Mein Retter war mein jahrelang untergetauchter Kindheitsfreund gewesen!

Schlagartig erstarrte er und hörte auf im Kaffee zu rühren. Er blickte auf mich hinauf. Und dieses Mal war ich diejenige, die sich durch die Blicke in Gefangenschaft genommen fühlte.
„Was hattest du dort zu suchen?", bestätigte er indirekt die Aussage.
„Wieso bist du bewaffnet?"
Meine Stirn runzelte sich. Ich hörte mich schon fast enttäuscht an. Aber bei seinem Nachnamen, hätte es mich nicht wundern sollen.
„Beantworte meine Frage.", forderte Cihangir trocken. Sein Ton gefiel mir ganz und gar nicht.
„Wer bist du, dass ich deinen Bitten folgen soll?"
Auf Anhieb spannten sich seine Kiefermuskel an. Was machst du Asel? Willst du dich wie ein Kind mit ihm streiten? Ich musste zu mir kommen.

„Ich wollte mit dem Inhaber aufgrund eines persönlichen Problems reden. Jetzt antwortest du mir, Cihangir!"
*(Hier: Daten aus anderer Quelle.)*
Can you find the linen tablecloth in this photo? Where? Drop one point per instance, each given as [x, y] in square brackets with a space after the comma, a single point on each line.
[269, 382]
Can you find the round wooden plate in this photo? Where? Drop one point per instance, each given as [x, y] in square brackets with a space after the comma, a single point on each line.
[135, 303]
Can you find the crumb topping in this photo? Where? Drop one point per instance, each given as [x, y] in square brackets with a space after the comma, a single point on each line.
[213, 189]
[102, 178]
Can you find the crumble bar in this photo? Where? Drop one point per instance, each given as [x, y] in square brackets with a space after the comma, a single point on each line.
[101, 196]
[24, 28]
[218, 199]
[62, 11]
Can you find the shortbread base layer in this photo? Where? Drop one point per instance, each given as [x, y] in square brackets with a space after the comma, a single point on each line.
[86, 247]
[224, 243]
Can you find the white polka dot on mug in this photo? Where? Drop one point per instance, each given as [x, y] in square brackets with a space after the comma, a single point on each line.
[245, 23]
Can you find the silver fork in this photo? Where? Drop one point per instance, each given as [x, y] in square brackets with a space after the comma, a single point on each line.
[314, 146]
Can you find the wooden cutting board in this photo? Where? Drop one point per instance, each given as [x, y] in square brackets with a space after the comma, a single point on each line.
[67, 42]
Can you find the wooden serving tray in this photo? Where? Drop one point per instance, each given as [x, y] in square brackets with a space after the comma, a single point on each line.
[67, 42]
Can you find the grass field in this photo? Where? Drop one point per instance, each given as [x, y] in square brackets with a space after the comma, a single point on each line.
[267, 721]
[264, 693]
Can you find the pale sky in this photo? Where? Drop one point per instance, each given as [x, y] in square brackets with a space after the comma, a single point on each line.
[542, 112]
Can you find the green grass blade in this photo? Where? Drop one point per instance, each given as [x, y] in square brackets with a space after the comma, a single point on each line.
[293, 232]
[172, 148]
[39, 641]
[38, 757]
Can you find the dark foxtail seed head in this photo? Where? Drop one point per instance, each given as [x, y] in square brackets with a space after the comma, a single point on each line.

Es war seltsam ihn mit seinem bürgerlichen Namen anzusprechen. Denn für mich war er immer Cihan gewesen.
„Es war purer Zufall."
Niemals. Es war Schicksal, aber niemals Zufall.
„Trägst du deine Waffe auch aus Zufall bei dir?", fragte ich belustigt. Er verbarg die Wahrheit vor mir.
„Hast du mich erkannt, oder warum hast du mich gerettet? Hättest du mich zurückgelassen, wenn du mich erkannt hättest? Immerhin bin ich eine Atay!"
„Warum wolltest du den Inhaber ansprechen?", verkrampfte er von der einen Sekunde zur anderen und wich meinen Fragen aus.